Joys of timeshare As we transtion to building distributed systems, we need to shed some of the anti-patterns of web application development that we have applied for ages. The ease of compute access made most of us think that we can process every job interactively, and when things slow down, we just scale by virtue of adding instances. Now when that wasn’t the case, and scaling compute actually meant that a real estate operation was required (AKA “get more room to get more mainframes”) back in the day, we actually had process differentiation. Batch jobs would run on specific time windows when CPU time was available.

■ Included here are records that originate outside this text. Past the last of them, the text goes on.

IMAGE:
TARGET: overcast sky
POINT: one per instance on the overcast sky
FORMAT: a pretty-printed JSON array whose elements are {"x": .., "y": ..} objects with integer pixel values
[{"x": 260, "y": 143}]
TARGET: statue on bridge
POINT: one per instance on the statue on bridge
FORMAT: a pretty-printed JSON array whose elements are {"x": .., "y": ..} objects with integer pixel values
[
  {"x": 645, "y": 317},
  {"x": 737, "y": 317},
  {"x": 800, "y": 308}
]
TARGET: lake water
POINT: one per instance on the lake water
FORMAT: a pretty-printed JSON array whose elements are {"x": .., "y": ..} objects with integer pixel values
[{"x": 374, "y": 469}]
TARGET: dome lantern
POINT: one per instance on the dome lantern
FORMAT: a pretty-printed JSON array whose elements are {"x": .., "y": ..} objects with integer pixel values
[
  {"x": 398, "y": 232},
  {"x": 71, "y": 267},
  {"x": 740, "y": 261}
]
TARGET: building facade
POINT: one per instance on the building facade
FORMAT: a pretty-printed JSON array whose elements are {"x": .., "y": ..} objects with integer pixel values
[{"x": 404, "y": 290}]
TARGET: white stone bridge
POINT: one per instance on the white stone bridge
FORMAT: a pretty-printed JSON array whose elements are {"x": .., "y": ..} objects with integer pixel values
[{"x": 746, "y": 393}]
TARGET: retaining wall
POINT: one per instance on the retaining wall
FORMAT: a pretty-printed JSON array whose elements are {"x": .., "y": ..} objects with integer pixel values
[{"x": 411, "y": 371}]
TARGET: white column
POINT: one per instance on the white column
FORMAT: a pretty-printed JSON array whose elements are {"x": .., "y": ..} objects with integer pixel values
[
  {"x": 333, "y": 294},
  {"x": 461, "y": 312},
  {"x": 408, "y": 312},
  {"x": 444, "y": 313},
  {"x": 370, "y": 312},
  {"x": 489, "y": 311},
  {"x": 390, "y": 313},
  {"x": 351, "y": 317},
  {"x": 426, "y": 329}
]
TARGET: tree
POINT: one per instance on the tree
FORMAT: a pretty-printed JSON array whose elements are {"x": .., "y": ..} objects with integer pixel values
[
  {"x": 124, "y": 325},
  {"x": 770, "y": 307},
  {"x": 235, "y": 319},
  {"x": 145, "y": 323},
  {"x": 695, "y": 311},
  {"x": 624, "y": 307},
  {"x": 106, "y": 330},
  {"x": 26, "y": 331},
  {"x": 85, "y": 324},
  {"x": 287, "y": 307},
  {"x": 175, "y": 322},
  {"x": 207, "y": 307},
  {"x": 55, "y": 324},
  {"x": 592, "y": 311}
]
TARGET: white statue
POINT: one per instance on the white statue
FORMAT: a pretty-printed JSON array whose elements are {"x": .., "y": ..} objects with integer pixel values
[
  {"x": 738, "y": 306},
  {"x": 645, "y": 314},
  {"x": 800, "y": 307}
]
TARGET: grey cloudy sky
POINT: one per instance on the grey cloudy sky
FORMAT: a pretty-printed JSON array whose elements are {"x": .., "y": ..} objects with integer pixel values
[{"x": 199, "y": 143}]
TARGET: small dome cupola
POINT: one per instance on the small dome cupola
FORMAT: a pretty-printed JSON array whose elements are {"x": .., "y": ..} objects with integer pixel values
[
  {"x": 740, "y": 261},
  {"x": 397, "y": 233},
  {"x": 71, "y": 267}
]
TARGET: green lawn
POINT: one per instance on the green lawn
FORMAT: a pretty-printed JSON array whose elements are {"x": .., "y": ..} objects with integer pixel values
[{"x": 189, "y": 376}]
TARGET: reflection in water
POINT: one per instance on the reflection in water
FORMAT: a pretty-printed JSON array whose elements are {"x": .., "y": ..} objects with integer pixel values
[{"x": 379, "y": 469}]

Now traditionally, if your application is super complex, you have most likely been through this. You are probably using a message queue or ESB. This post might not be for you. Now if you are still just piling up code in Rails or Node, there are things that you can probably offload as batch (or in my case, parameterized dispatch, but I’ll explain that later). So here I’ve got this library app that I use at home to keep track of my books, and adding a book is, let’s say, a lot of work.

  def create(isbn)
  #Check if we got an ISBN
    unless isbn.nil?
    #Check if the ISBN exists already
      if self.by_isbn(isbn)[0] == false
      #Try to retrieve it from openlibrary or fail gracefully
        begin
          uri = URI("https://openlibrary.org/api/books?bibkeys=ISBN:#{isbn}&jscmd=data&format=json")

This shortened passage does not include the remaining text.